Original Research ARTICLE
Comparison of Automated Atlas-Based Segmentation Software for Postoperative Prostate Cancer Radiotherapy
- 1Medical Physics Department, Institut de Cancérologie de l’Ouest, Centre René Gauducheau, Saint Herblain, France
- 2Radiation Oncology Department, Centre Oscar Lambret, Lille, France
- 3Medical Physics Department, SELARL d’imagerie médicale et de cancérologie du Pont Saint Vaast, Douai, France
- 4Medical Physics Department, Institut Paoli-Calmettes, Marseille, France
- 5Radiotherapy Department, Institut de Cancérologie de l’Ouest, Centre René Gauducheau, Saint Herblain, France
- 6Medical Physics Department, Centre Oscar Lambret, Lille, France
- 7CRISTAL UMR CNRS 9189, Lille University, Lille, France
Automated atlas-based segmentation (ABS) algorithms present the potential to reduce the variability in volume delineation. Several vendors offer software that are mainly used for cranial, head and neck, and prostate cases. The present study will compare the contours produced by a radiation oncologist to the contours computed by different automated ABS algorithms for prostate bed cases, including femoral heads, bladder, and rectum. Contour comparison was evaluated by different metrics such as volume ratio, Dice coefficient, and Hausdorff distance. Results depended on the volume of interest showed some discrepancies between the different software. Automatic contours could be a good starting point for the delineation of organs since efficient editing tools are provided by different vendors. It should become an important help in the next few years for organ at risk delineation.

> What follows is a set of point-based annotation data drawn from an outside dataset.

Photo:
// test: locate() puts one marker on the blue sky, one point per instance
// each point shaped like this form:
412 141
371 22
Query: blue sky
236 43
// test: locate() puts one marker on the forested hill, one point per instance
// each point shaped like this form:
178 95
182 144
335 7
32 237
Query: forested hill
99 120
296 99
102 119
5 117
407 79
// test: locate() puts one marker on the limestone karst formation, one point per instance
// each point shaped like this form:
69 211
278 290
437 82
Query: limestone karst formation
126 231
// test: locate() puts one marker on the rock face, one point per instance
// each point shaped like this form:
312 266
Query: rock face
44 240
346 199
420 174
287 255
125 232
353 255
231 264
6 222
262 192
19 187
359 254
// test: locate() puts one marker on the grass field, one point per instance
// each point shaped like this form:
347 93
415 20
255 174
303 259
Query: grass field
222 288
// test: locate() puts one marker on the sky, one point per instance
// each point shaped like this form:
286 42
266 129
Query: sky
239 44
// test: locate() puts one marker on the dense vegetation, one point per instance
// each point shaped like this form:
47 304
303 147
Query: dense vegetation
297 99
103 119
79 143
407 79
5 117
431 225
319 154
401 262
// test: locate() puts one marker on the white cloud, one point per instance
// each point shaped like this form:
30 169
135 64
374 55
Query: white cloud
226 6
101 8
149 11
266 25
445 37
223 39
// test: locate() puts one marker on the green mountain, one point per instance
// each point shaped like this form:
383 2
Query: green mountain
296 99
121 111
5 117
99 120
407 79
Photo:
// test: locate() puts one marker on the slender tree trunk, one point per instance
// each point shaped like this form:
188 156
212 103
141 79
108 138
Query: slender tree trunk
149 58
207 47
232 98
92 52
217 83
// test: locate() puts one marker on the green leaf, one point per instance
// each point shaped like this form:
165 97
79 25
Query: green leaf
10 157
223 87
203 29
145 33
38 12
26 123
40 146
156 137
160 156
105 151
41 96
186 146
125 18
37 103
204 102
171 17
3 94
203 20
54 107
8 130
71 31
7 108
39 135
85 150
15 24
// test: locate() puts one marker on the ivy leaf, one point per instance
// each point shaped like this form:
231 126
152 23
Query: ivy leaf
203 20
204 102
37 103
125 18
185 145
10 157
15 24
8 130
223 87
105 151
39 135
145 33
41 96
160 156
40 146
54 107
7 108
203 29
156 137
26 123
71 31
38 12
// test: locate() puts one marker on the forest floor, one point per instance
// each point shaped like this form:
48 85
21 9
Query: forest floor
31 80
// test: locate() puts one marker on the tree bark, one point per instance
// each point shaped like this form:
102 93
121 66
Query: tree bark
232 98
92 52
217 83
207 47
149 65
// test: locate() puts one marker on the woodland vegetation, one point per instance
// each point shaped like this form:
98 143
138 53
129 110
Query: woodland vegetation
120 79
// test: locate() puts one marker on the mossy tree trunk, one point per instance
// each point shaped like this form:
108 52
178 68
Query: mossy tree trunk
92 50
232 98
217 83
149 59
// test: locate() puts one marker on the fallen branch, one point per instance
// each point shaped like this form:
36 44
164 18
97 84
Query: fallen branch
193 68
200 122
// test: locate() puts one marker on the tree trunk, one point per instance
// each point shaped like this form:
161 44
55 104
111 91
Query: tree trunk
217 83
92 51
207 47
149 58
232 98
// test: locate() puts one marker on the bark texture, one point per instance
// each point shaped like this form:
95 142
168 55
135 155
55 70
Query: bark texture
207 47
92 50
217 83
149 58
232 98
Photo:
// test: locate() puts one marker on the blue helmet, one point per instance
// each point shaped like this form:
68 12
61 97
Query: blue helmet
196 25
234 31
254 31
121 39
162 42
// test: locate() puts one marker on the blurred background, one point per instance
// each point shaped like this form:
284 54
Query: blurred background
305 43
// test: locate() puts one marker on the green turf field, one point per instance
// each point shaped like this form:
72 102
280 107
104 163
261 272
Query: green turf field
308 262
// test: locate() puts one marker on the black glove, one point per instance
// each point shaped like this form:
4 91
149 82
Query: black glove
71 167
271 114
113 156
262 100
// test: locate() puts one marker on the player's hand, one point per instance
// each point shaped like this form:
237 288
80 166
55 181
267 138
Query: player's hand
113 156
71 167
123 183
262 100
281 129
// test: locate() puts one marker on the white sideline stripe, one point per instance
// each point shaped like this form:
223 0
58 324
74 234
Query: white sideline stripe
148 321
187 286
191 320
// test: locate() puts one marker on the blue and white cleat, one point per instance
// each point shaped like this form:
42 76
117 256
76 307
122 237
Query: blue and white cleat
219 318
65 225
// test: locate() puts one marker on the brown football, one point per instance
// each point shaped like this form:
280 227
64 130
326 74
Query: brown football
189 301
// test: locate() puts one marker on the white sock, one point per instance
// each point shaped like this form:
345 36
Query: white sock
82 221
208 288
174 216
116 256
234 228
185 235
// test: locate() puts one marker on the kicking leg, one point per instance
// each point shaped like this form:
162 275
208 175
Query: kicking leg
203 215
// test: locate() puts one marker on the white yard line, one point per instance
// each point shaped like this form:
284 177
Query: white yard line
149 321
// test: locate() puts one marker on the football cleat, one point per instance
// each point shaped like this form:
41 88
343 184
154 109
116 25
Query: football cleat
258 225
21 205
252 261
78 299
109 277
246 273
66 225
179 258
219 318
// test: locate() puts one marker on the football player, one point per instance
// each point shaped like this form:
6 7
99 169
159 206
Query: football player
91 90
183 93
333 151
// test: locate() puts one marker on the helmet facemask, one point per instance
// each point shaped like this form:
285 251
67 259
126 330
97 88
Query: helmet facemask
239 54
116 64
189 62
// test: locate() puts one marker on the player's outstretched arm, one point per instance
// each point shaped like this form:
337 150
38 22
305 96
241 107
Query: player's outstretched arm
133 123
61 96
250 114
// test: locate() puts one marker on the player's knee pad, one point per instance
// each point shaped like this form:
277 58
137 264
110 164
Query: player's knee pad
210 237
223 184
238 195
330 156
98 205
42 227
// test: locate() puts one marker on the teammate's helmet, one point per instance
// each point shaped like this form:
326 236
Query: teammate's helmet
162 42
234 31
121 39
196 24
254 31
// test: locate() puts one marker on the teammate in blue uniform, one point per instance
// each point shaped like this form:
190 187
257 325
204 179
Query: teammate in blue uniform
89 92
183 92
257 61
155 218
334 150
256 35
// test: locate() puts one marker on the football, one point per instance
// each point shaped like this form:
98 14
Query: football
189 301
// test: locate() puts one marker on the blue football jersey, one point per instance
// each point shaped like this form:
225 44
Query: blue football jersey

Prostate bed radiotherapy after radical prostatectomy may present some clinical benefits in term of clinical outcome (1, 2). Although intraoperative irradiation is a possible treatment modality (3), irradiation is mainly delivered by external beam radiotherapy. Advances in radiation oncology led to intensity-modulated radiotherapy (IMRT) and image-guided radiotherapy (IGRT). Those advances allow to either increase dose to target tissues or spare surrounding healthy structures. The development of state-of-the-art technologies including imaging modalities, treatment planning systems, and linacs have enabled radiotherapy treatments to be highly specific (4). In this context, the delineation of target and normal organs is the prerequisite inputs to the planning process. Consequently, the implementation of modern radiotherapy treatment plans focuses on the need of contouring guidelines (5). A recent development in radiotherapy is the use of automated atlas-based auto-segmentation algorithms to aid in organ delineation (6). The aim of the study was to compare the different atlas-based auto-segmentation software available when used for prostate bed and organs at risk. The study was limited to a single radiation oncologist to avoid inter-rater variations. Indeed, significant levels of interobserver variability in target volume delineation have been demonstrated in prostate cancer radiotherapy (7–10). This variability is the most important source of uncertainties in radiotherapy (11, 12). However, this variability is out of the scope of our study as at least four consensuses originating from four scientific groups were validated (13). Therefore, no ground truth can be considered. The aim of our study was to assess how segmentation software are able to learn from the single radiation oncologist habits in order to reproduce these habits to novel patients.
Materials and Methods
Population and Treatment
Twenty consecutive patients, treated in a clinical center, were included in this study from January to September 2015 for a pT3aR0-R1N0M0 prostate cancer after surgery. They were treated by postoperative salvage IMRT. Treatment aimed at delivering 66 Gy to the prostatic bed as clinical target volume (CTV) (1). Computed Tomography scans (CT) were contoured by only one physician according to the Radiation Therapy Oncology Group (RTOG) guidelines for target volumes (5). The following organs at risk were also delineated: bladder, rectum, and femoral heads (14).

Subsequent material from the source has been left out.